Frage: Herr Bundeskanzler, eine Frage zum Thema Migration: In den Schlussfolgerungen, die ja noch einmal verändert worden sind, findet sich jetzt in Bezug auf die Situation an der Grenze zu Russland und Belarus der Satz „exceptional situations require appropriate measures“. Was bedeutet das aus Ihrer Sicht in Bezug auf die Diskussion, die in Finnland und auch in Polen geführt wird? Ganz konkret gefragt: Sind Pushbacks erlaubt, wenn Migranten als Waffe eingesetzt werden?
Bundeskanzler Olaf Scholz: Die Antwort auf Ihre Frage findet sich fast schon im nächsten Satz: Alles muss im Rahmen des internationalen und europäischen Rechts geschehen. Das ist selbstverständlich richtig. Gleichzeitig kann man aber nicht darüber hinwegsehen, dass an diesen Grenzen schlimme Dinge passieren und deshalb auch außerordentliche Anstrengungen nötig sind – von den Staaten aber auch gemeinsam und solidarisch –, um sicherzustellen, dass dort nicht Migration missbraucht wird.
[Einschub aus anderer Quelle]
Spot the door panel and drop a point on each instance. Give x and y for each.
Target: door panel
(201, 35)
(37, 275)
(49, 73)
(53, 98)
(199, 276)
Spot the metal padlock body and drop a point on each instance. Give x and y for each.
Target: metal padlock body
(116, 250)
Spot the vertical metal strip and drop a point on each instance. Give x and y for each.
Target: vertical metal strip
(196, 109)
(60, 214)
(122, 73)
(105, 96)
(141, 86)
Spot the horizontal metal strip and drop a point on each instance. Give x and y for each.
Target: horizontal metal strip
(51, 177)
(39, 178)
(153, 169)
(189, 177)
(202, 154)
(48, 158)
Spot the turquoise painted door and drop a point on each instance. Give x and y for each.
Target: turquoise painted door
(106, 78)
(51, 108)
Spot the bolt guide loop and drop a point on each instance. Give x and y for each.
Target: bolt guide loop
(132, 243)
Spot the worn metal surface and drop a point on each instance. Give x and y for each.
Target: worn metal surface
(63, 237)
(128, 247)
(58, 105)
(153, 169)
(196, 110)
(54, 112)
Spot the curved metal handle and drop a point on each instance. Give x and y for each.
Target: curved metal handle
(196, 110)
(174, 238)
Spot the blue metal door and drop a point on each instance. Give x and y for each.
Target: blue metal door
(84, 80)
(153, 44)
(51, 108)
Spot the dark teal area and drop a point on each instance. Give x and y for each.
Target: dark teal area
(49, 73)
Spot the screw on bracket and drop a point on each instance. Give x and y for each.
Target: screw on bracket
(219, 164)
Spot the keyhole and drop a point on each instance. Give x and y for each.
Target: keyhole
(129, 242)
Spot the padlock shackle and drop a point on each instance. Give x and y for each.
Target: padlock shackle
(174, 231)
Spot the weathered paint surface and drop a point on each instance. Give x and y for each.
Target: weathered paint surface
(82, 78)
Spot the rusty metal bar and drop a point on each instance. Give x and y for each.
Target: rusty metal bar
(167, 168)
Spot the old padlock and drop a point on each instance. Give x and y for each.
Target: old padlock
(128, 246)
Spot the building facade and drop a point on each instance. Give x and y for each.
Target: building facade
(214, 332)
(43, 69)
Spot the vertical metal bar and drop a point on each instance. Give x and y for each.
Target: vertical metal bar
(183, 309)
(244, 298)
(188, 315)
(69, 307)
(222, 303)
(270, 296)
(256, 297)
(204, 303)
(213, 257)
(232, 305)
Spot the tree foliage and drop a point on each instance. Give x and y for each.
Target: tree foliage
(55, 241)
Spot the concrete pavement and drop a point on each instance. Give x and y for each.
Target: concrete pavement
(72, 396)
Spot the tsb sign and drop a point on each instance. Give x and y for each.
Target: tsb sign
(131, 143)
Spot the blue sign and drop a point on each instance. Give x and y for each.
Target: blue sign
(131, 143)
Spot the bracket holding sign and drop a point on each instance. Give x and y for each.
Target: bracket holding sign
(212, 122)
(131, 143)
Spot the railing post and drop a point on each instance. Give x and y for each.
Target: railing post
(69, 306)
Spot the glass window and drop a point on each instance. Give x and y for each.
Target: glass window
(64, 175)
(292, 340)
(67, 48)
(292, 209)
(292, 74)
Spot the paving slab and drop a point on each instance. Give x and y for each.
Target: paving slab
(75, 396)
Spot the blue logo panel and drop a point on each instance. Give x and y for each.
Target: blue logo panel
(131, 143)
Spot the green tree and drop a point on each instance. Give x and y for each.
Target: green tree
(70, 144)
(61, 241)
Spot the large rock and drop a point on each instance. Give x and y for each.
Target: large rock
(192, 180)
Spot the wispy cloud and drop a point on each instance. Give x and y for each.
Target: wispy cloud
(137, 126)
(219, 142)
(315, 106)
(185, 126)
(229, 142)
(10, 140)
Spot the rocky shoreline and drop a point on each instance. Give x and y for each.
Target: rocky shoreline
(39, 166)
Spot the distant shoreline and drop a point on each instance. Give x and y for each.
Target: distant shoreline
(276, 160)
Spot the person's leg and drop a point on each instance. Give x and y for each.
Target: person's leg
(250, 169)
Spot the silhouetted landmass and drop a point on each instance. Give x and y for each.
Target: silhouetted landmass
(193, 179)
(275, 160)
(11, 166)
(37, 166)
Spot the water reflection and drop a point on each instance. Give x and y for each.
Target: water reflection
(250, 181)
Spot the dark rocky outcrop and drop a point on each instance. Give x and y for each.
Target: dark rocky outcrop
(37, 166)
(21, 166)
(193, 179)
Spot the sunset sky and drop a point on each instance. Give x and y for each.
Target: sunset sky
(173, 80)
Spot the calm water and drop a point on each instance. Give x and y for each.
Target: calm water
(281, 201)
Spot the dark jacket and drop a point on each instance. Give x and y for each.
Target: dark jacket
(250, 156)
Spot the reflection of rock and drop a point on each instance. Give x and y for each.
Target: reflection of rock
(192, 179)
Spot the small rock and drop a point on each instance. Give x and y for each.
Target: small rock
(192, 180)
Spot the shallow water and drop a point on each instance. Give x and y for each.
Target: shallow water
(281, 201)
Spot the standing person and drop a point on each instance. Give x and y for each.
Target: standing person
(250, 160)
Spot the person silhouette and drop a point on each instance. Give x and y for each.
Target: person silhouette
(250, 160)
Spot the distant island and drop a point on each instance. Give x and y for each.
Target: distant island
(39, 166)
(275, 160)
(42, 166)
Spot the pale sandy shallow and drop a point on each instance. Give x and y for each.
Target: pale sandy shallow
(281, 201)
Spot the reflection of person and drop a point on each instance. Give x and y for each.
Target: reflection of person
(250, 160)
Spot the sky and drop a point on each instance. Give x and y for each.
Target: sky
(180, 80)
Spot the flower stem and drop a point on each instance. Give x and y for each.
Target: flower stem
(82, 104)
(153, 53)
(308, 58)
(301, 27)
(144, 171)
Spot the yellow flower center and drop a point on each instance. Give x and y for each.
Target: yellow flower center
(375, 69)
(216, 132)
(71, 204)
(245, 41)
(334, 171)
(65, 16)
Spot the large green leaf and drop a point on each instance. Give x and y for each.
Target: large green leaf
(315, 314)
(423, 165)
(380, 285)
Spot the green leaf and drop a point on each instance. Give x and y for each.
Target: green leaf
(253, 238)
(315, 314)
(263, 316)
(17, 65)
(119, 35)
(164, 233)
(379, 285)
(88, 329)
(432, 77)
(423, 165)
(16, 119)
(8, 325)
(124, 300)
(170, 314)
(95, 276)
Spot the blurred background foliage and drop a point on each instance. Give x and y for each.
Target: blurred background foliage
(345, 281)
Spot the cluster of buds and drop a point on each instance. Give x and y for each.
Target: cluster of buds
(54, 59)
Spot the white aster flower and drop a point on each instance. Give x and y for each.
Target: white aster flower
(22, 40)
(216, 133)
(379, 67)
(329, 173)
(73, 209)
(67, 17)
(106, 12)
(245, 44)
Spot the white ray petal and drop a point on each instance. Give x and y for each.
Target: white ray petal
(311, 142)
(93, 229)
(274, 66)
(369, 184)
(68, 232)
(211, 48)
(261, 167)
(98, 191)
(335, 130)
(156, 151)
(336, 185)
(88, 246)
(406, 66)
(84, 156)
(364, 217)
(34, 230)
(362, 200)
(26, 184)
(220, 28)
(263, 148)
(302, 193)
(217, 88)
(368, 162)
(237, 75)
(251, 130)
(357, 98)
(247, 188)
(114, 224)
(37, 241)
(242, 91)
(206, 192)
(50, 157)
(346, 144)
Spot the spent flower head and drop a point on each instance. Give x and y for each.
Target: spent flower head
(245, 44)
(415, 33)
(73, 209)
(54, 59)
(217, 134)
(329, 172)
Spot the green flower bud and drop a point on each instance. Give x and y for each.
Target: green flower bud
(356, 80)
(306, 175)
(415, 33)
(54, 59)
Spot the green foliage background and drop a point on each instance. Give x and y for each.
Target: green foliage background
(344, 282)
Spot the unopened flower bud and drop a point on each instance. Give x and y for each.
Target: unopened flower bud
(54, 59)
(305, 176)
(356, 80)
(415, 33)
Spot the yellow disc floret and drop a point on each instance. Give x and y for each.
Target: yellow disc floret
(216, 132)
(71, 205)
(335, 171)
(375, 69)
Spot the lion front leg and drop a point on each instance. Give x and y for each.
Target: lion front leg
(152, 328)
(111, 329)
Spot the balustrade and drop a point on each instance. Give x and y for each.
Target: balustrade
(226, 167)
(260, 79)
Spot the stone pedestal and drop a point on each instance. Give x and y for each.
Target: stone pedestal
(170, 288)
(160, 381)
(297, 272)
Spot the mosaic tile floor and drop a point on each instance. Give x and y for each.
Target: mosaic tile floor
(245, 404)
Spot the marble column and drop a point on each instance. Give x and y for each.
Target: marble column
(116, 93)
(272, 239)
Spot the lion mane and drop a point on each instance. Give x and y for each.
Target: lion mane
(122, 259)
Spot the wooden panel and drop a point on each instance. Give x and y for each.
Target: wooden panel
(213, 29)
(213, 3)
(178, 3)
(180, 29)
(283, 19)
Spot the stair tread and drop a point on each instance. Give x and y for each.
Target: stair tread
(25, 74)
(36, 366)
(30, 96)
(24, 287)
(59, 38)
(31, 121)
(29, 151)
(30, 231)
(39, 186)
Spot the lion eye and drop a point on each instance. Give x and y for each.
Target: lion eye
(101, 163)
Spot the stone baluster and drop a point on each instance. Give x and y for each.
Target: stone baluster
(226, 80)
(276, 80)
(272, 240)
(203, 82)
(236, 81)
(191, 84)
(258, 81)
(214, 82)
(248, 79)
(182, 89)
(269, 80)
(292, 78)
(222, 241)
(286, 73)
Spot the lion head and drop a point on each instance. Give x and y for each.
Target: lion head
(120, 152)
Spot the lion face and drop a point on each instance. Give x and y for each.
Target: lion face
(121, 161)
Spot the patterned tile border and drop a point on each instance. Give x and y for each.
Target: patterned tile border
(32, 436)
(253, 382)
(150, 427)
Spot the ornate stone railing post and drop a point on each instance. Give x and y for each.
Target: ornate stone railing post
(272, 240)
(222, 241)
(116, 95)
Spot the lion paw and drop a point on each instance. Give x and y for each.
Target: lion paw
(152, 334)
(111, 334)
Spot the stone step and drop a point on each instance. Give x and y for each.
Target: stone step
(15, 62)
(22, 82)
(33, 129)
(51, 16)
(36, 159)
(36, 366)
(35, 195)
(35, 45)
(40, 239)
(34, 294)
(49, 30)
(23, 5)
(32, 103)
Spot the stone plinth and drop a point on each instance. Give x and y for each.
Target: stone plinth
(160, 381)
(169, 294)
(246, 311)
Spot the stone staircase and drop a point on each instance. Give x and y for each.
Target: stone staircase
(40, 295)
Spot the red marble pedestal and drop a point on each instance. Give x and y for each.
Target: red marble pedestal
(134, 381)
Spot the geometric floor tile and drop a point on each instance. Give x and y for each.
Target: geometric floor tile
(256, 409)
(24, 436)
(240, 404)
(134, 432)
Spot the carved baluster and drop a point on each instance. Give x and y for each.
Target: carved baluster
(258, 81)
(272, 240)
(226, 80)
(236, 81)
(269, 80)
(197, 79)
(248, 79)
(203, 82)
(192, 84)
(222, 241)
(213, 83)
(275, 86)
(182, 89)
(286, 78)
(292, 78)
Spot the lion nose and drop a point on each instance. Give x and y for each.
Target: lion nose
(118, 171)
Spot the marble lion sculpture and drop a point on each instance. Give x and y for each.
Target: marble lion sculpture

Darüber bestand die ganze Zeit große Einigkeit. Ich glaube, so eingefasst in die rechtlichen Regime, die wir haben, ist das auch vernünftig.
Frage: Herr Bundeskanzler, in den heutigen Gipfel – möglicherweise sogar während Ihrer Debatte um den Nahen Osten – ist ja die Nachricht von der Tötung des Hamas-Führers Sinwar sozusagen hineingeplatzt. Gab es darauf irgendwelche Reaktionen im Raum? Wie sehen Sie selbst diese Tötung? Ist das für Sie ein Beleg für die Sinnhaftigkeit des israelischen Vorgehens im Gazastreifen? Denn das ist ja doch eine Erfolgsmeldung für das israelische Militär, und trotzdem hat es auch viel Kritik daran gegeben.
Wenn Sie erlauben, noch eine zweite Frage: Am morgigen empfangen Sie ja den US-Präsidenten. Ist das für Sie eigentlich mehr als ein rein nostalgischer Besuch? Besprechen Sie da auch noch etwas Substantielles, möglicherweise auch mit Blick auf das 50-Milliarden-Dollar-Paket, das aufgrund der Blockade Orbáns von amerikanischer Seite immer noch nicht vollständig gefüllt ist?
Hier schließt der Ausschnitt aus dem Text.